I was wondering how you all determine wood grain direction specifically rift cut. I was making cuts with my stanley no 78 on red oak and wow it makes way easier cuts when the grain is right vs against the grain. I have been taking small swipes with my no 5 1/2 and when the result is smooth I know its the right.


----------



## scsmith42 (Jan 24, 2011)

I feel the surface of the board with my fingers. Whichever direction it feels the smoothest is the direction that I plane.


----------



## Bwood (Nov 28, 2011)

Thanks scsmith. Sounds like I am doing it right then.


----------



## firemedic (Dec 26, 2010)

Look at the board :smile:

I don't understand the trouble. Are you able to identify grain run out from visualizing the lumber? Some times it can be tough to find if it's all rough sawn. Thats when you make a pass on the edge and take a look... Just as it sounds you are doing.


----------



## Bwood (Nov 28, 2011)

Well I dont have problems with plain saw its when you get to that straight grain rift sawn. The grain is straight and all looks the same!


----------



## WillemJM (Aug 18, 2011)

scsmith42 said:


> I feel the surface of the board with my fingers. Whichever direction it feels the smoothest is the direction that I plane.


+1, when you can't see the grain pattern.
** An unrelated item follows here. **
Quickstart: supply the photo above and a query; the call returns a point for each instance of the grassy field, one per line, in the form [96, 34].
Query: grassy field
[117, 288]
Sometimes one gets figured grain in all directions. It is still possible to get a good planed surface by changing the angles grinded on the plane iron, up to the point where it almost becomes a scraping plane.


----------



## firemedic (Dec 26, 2010)

Bwood said:


> Well I dont have problems with plain saw its when you get to that straight grain rift sawn. The grain is straight and all looks the same!


Ahh, missed that detail the first go around. I apologize. Rift sawn can be funny. Just have to try.

I sometimes rieve lumber, or split it with a froe, and it's kind of cool how you can plane in either direction because there is little or no run out even compared to rift sawn.

Good luck! What ya building?


----------



## Bwood (Nov 28, 2011)

I am building an addition on to my tv stand. But this also comes an issue with quartersawn african sepele. I run into this same issue as rift red oak. The rings are all the same direction and you can get tearout pretty easy. I just hate to waste wood by taking a swipe with my handplane just to determine direction.


----------